The Ultimatum: A Jeremy Fisk Novel
Page 28
“No, no, it’s not like that.”
He wasn’t convinced. What else could this be? His inclination was to protect her regardless. Unless getting him to feel that way had been her objective in wrangling an invitation to his off-the-grid bed? Wouldn’t be the first time in the annals of spying.
She said, “I need to keep fighting for the constitutional protection of the communications between journalist and source. Also, if I were to hand over or even discuss documents that Merritt showed me in confidence—that would betray his trust. Why would a source ever trust me again?”
“There’s always an escape route.”
“Except when you’re trapped.”
“We could work it so that a collection of the documents found its way onto the Internet. We would simply omit anything that jeopardized national security. Or better still, we could turn this into a counterintelligence coup by adding documents designed to mess with our enemies’ heads. For instance, we include an Above Top Secret memorandum about our mole at the Chinese Ministry of State Security.”
“That would work except for one part.” She looked at the footwell. “I don’t have the documents.”
He figured he’d missed something. “What happened to them?”
“All of the material I ever had was excerpted in my story, the same documents Merritt simultaneously uploaded to WikiLeaks, which WikiLeaks posted a few hours after my story was published. I promised Merritt I wouldn’t reveal what I’d seen and what I hadn’t, for his protection, not until he’d uploaded everything he had.”
“I thought you had terabytes sitting on a flash drive somewhere.”
“Unfortunately, I perpetuated that notion.”
“Why?”
“Simple. To get what every journalist wants. Access. Access to you, for instance. And that sure paid off. If I don’t go up to my desk now and write a behind-the-scenes story of the Yodeler investigation that puts me on the Pulitzer short list, it will be because another enemy spy grabs me first.” She looked up, her eyes rimmed red. “I’m sorry.”

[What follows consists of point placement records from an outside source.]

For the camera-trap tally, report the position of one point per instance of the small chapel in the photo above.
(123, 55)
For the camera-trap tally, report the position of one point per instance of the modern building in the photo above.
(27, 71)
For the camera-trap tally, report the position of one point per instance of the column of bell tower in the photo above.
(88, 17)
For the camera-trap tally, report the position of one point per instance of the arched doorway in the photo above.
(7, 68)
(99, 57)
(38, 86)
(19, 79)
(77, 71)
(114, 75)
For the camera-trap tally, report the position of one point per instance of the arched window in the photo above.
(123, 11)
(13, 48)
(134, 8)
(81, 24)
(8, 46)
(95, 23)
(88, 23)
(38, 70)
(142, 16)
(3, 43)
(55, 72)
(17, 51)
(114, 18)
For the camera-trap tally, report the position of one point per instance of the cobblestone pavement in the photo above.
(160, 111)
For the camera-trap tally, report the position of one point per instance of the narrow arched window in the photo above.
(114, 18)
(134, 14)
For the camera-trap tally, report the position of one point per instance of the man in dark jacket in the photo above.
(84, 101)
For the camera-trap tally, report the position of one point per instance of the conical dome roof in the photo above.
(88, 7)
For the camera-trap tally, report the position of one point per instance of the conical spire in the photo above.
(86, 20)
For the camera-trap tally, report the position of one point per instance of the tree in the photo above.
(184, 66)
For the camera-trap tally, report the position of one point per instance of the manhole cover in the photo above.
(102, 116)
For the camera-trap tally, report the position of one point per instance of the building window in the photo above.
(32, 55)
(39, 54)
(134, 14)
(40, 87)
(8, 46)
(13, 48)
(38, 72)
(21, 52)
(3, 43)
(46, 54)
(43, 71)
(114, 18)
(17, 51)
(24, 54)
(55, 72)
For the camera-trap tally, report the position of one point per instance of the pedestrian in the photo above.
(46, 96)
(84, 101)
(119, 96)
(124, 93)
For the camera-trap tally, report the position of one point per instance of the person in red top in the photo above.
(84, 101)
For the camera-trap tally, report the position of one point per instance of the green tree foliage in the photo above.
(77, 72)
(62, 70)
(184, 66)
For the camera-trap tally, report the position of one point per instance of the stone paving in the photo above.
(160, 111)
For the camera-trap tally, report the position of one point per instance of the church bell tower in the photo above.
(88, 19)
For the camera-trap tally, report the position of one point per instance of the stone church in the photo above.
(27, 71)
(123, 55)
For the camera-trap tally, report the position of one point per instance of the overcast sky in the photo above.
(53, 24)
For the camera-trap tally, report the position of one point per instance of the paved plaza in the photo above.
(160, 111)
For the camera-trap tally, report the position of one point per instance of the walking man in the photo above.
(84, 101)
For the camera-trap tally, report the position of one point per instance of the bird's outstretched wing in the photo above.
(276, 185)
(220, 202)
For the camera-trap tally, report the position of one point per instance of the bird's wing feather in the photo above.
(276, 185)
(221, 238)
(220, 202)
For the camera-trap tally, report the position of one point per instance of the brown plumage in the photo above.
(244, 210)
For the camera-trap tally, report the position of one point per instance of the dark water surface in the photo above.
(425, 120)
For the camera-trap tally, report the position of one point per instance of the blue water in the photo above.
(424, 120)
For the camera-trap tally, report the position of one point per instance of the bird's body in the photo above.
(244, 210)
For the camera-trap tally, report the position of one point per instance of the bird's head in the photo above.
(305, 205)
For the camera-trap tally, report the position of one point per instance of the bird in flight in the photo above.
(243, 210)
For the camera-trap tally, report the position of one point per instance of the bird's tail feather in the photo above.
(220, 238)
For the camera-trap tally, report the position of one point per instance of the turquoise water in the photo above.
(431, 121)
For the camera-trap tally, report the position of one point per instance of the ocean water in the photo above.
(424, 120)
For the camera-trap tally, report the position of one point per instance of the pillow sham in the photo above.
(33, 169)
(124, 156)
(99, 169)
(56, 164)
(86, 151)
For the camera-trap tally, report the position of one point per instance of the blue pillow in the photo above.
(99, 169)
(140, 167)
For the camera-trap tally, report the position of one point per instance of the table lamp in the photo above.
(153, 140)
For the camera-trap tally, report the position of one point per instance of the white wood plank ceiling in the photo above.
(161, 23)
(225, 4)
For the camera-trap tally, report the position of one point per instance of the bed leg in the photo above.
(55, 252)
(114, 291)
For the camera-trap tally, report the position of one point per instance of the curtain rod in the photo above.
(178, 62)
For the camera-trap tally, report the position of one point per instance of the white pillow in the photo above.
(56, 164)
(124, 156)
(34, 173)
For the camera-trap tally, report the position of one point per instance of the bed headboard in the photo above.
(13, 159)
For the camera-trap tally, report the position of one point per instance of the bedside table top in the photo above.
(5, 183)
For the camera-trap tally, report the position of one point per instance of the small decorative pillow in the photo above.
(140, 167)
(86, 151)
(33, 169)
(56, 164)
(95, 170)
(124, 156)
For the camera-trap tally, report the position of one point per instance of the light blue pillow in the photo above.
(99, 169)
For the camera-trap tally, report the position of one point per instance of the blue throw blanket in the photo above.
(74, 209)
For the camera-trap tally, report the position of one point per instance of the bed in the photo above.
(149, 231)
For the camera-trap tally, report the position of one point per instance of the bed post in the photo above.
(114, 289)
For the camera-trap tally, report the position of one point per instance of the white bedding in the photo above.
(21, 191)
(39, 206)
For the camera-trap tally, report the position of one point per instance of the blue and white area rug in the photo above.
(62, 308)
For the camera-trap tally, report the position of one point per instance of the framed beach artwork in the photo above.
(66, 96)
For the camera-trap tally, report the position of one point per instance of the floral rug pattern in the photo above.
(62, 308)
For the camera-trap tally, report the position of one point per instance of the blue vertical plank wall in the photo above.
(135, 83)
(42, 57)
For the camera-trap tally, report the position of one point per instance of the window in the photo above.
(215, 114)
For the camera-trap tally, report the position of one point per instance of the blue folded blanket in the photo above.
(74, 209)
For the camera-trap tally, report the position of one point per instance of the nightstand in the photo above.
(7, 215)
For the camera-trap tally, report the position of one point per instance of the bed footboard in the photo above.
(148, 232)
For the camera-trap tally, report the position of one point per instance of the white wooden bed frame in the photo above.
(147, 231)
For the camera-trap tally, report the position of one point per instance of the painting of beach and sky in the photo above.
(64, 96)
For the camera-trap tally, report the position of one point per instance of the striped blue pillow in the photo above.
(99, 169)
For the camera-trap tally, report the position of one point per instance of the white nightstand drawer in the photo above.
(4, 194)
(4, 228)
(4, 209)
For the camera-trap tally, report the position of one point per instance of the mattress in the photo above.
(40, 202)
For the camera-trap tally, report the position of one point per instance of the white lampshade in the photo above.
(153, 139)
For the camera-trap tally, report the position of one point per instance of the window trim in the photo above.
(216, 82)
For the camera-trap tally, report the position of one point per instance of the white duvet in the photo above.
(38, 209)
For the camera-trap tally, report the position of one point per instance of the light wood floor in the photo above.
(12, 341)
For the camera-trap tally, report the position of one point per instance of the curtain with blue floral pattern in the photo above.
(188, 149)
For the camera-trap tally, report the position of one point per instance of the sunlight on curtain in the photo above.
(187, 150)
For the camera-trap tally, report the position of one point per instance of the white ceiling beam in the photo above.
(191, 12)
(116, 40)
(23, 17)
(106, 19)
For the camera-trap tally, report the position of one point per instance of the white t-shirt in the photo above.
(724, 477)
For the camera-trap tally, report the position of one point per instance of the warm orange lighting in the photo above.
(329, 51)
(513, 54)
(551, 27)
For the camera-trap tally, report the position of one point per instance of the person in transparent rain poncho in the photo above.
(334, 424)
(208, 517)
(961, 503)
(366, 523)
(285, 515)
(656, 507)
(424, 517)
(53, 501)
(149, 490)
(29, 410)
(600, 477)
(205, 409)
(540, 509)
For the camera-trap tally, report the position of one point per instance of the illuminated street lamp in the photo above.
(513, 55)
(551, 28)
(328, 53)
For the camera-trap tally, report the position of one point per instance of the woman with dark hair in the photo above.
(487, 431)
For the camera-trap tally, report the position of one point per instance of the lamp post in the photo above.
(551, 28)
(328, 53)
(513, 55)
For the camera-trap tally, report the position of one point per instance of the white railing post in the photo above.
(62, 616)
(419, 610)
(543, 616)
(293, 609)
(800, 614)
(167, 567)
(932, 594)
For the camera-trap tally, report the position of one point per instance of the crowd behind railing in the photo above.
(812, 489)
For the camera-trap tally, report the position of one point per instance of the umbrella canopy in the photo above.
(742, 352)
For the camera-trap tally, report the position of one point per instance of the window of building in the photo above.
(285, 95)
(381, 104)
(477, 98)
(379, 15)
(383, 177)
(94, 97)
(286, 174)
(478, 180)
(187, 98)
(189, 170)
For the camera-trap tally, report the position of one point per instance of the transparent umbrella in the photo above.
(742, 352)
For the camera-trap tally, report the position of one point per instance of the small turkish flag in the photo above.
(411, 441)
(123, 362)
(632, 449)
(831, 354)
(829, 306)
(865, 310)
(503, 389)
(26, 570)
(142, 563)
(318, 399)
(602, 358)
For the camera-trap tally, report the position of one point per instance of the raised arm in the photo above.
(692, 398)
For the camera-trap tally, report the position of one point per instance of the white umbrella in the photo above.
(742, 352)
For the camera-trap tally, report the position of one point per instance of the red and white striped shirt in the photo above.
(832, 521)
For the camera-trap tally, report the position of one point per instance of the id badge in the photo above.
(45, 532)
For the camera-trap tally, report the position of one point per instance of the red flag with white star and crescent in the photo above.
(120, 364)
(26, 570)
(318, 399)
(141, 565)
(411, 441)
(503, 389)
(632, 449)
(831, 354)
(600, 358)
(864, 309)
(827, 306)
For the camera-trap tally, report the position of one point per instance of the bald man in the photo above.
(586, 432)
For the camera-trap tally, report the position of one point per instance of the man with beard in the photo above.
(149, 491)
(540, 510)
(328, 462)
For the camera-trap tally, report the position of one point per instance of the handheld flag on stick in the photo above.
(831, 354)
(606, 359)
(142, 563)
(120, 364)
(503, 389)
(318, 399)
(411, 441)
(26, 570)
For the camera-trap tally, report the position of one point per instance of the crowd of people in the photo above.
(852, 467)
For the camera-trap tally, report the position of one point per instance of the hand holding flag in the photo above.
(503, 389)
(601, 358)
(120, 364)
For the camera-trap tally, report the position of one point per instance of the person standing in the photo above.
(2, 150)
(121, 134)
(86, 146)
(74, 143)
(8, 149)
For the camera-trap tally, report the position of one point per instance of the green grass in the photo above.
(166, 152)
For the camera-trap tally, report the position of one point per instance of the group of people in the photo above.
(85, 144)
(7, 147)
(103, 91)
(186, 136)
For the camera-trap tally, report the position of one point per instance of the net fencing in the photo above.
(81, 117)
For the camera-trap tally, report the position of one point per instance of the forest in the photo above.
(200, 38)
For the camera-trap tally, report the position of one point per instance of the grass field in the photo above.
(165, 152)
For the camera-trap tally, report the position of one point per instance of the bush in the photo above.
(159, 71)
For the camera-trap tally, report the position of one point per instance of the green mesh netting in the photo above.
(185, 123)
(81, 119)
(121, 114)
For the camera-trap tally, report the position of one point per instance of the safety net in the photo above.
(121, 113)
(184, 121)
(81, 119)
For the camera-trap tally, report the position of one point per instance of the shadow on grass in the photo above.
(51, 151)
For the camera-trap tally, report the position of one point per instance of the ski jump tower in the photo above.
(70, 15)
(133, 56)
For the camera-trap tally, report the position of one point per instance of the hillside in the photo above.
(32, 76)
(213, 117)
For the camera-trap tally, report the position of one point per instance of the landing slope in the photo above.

He drew her toward him, kissed her on the forehead. “As long as you’re not in league with our enemies, we’re good. Also, as confessions go, trust me . . . that’s nothing.”
CHAPTER 46
At Intel, Weir and Evans, of all people, tried to convince Fisk that he’d done his job, done it well, and that the case could be closed. He’d run into them on his way in. As Weir put it, in his inimitable way, “I think you’re fucking nuts, Fisk.”
Evans quickly added, “Burt means that in a good way.”
“He gets it, he gets it,” said Weir, before turning back to Fisk. “I mean, here you’ve nailed this case closed, and you’re still all OCD about clues—which I’ve come around on, by the way. It gets you thinking of stuff no one else does. With Yodeler, it made a life-and-death difference. I was totally wrong about you, man.” He offered a beefy right hand.
Moved by his contrition, Fisk shook hands. “You’re not all bad either,” he said.
“As we just told Chief Dubin, we’re going to submit you for the Director’s Award for Excellence,” Evans said.
The Director’s Award for Excellence, Fisk knew, was given in recognition of FBI agents as well as outsiders judged to have made an outstanding contribution to the FBI and its mission. Agents who won considered it a career highlight. Fisk was humbled.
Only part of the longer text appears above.